# How much to charge for ice melt?



## GreenAcresMike (Nov 21, 2013)

This will be my first year with snow removal and am in debate on how much to charge per bag of ice melt. I can get regular stock salt for $3.50 per bag and magnesium chloride potassium chloride for $22.25 both are 50# bags. one person suggested just doubling the price of the bag but wanted more input.


----------



## Rc2505 (Feb 5, 2007)

I triple the cost of all ice melting material.


----------



## Antlerart06 (Feb 28, 2011)

If Im using a push cart I triple the cost on short runs. Now if run long walks and use a atv with a spreader I double the price. So all depends on the length of the walk.


----------



## leolkfrm (Mar 11, 2010)

double the material cost to cover handling, plus labor to apply


----------



## MSsnowplowing (Nov 1, 2012)

GreenAcresMike;1668493 said:


> This will be my first year with snow removal and am in debate on how much to charge per bag of ice melt. I can get regular stock salt for $3.50 per bag and magnesium chloride potassium chloride for $22.25 both are 50# bags. one person suggested just doubling the price of the bag but wanted more input.


Based on your prices for product.

Regular Stock Salt charge $10 a bag

magnesium Choloride $50 a bag.

If your going to be using Mag. Cho. look at buying it in bulk.
When I used it I bought a pallet at a time and it came out to be around $15 a bag.

If you have a place to store it buy it in bulk and loose and you can lower that cost down even more by buying 1 ton at a time.


----------



## BC Handyman (Dec 15, 2010)

yes charge 2-3 times the cost.


----------



## Billious (Sep 21, 2010)

OK so this is where I show off my ignorance... 

I charge per-event with my customers, and then salt is on top of that as needed. It's a good system, and our customers around here like that configuration. As we're pretty small, we do bagged rock salt ($4.50 each, sold at $14) and I have a stock of ice-melt (magnesium chloride and calcium chloride mixed with rock salt) that I get at $8.50 and sell at $20. My customers tend to understand if/when I use the ice-melt and have to charge more - that's with a price difference of $6 a bag.

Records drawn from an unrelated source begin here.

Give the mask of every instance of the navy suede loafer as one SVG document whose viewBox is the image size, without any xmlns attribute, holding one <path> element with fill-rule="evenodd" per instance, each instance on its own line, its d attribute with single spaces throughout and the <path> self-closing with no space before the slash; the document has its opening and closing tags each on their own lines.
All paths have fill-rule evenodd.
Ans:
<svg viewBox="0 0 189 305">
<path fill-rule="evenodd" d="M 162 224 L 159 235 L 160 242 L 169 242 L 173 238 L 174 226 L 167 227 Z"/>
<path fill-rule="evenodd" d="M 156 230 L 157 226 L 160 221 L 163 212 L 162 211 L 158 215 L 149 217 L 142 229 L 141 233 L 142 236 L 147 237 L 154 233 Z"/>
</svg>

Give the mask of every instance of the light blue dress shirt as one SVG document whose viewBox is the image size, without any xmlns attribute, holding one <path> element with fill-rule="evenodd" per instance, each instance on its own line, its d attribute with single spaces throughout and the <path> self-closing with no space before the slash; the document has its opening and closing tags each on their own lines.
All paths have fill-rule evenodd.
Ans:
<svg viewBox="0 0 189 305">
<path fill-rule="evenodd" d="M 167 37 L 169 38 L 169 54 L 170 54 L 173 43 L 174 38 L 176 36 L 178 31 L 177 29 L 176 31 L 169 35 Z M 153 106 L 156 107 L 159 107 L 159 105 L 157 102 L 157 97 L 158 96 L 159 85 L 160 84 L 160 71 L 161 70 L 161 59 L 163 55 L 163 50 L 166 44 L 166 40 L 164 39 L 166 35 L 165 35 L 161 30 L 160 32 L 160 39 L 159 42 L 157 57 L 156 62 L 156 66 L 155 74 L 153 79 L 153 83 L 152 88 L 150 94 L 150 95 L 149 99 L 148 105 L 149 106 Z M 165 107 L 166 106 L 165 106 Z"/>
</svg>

Now if I was buying at $20 a bag and selling at $50, my customers would drop me faster than a condom at a convent. How are you guys convincing homeowners to drop that kind of dime? I get why these materials work better in low temps, but how are you actually selling homeowners on that?


----------



## Rc2505 (Feb 5, 2007)

All my plowing is commercial, so I don't know how to sell that to a home owner. I do share my pricing with the owners of the commercial lots, and explain to them that I have to handle the bags 3 times before they are spread on their lot. Once off the truck from the distributer, once in my bed of my truck to go out to the lots, and then once into the spreader to be spread. I am sure I can cut one of those steps out with a V box, but total useage per truck with a spreader is around 20 to 25 bags per route. It doesn't make any sense to spend the money on a V box, then have to have 1 truck running around spreading all the salt. I would loose the difference on fuel.


----------